Supporting adopted children through transitions
Our eldest two children are adopted and they have been with us just over six years. That time has been filled with ups and downs, and honestly, we see ourselves just like any other family.
We’ve had many challenges along the way which have required us to ‘learn’ from our children. Since those early days, we’ve found ourselves always second guessing their behaviour – is this meltdown in the shop, typical ‘4-year-old behaviour’, or is there some underlaying issue that needs attention?
Anxieties in our children have almost always manifested in disruptive behaviour, but for children removed from their birth families, feeling safe and settled is not something that can be taken for granted.
There have been days where everything seemed to be perfect, our children seemed settled, the bond and attachment we had with them felt so strong, and most of the time we forget that they are even adopted.
But then there are also the days when they are struggling, and their behaviours are difficult.
When the children first moved in, any disruption to our normal routines could spell days of anxiety and unsettled behaviour. Over the past six years, this has eased, but we find that big changes in routine can trigger their old behaviours.
During this season of COVID-19, many elements of lockdown have been beneficial for our family. The children have had both parents constantly at home and we’ve very much enjoyed our time together as a family.
Stability and routine, coupled with both parents constantly at home, gave us treasured time together unlike any we’ve had before.
While the lockdown period seemed that it would never end, when the time finally came to go back to school our kids were (at least on the surface) really excited.
September is always a tricky time for our family regarding the children’s anxieties and behaviour. The change in going back to a different class, with a different teacher after the summer holidays causes anxiety for our son especially.
It also coincides with the anniversary of when the children moved in with us, and their annual letter from birth parents too. So there are a lot of emotions for both of our children – that they don’t even realise that they have – and that more often than not manifests in their behaviours.
Returning to school this year was met with a barrage of new questions:
- Who’s is going to be there?
- What is it going to be like?
- Can I play with my friends?
- Are we allowed to hug people?!
The problem was that these questions came constantly, and repeatedly. Then came the challenging behaviour.
Whether it was our daughter acting like a stroppy teen, or our son going into full meltdown over being asked to tidy away his shoes, we knew that they were worried and that the behaviour on the surface showed that something was troubling them.
We pray with our children every night, and night time prayers are often a good outlet for the concerns and anxieties of our children.

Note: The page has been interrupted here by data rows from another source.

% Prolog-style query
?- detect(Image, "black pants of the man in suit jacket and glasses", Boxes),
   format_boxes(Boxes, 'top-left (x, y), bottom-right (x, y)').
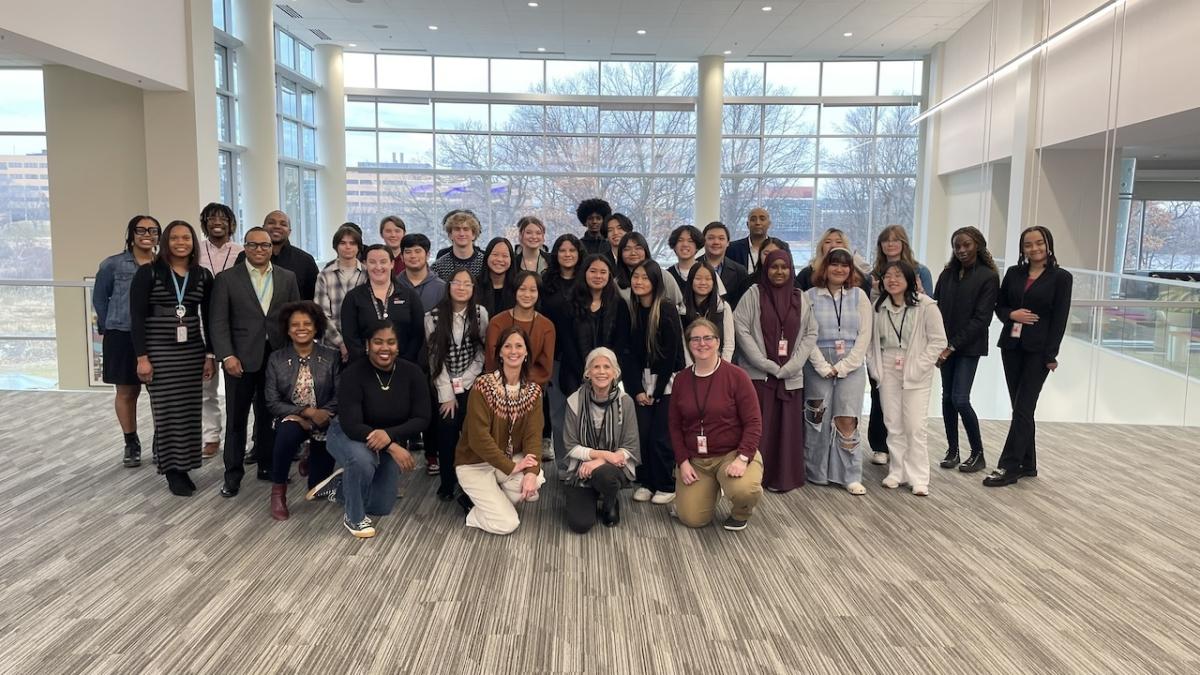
top-left (224, 358), bottom-right (275, 488)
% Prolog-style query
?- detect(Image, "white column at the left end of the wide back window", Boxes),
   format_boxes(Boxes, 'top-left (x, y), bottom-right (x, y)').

Their prayers were flooded with requests for protection from Coronavirus for them and each member of their family. On top of their worries about going back to school this year, the virus was also (understandably) very much on their minds.
But we have found that the best way to support them is by giving them the chance to honestly vocalise their fears. We try not to shut them down, or dismiss their worries as ridiculous (this is not easy to do as our eldest is definitely a worrier), but prayer time is often such a good time to be able to do this with them.
We have found the following really helpful:
Let them pray
Nurturing their faith, and giving them a real outlet for their anxieties has been incredible to watch. Their prayers are real and filled with the things that matter to them, no matter how silly or trivial they may appear to us.
We encourage them to ask God for what they need, to tell him the things that trouble them and to make a difference in their lives, their situations or the lives of those that they care about.
Pray with them
Let them see and hear you pray. Encourage them that when they speak to God, he listens, he cares about them and the concerns that they bring to him.
Pray for them
Praying over our children is one of the most important things we can do for them. We love our children so much, but God loves them even more, and we believe that God works through our prayers when we lift our children up to him.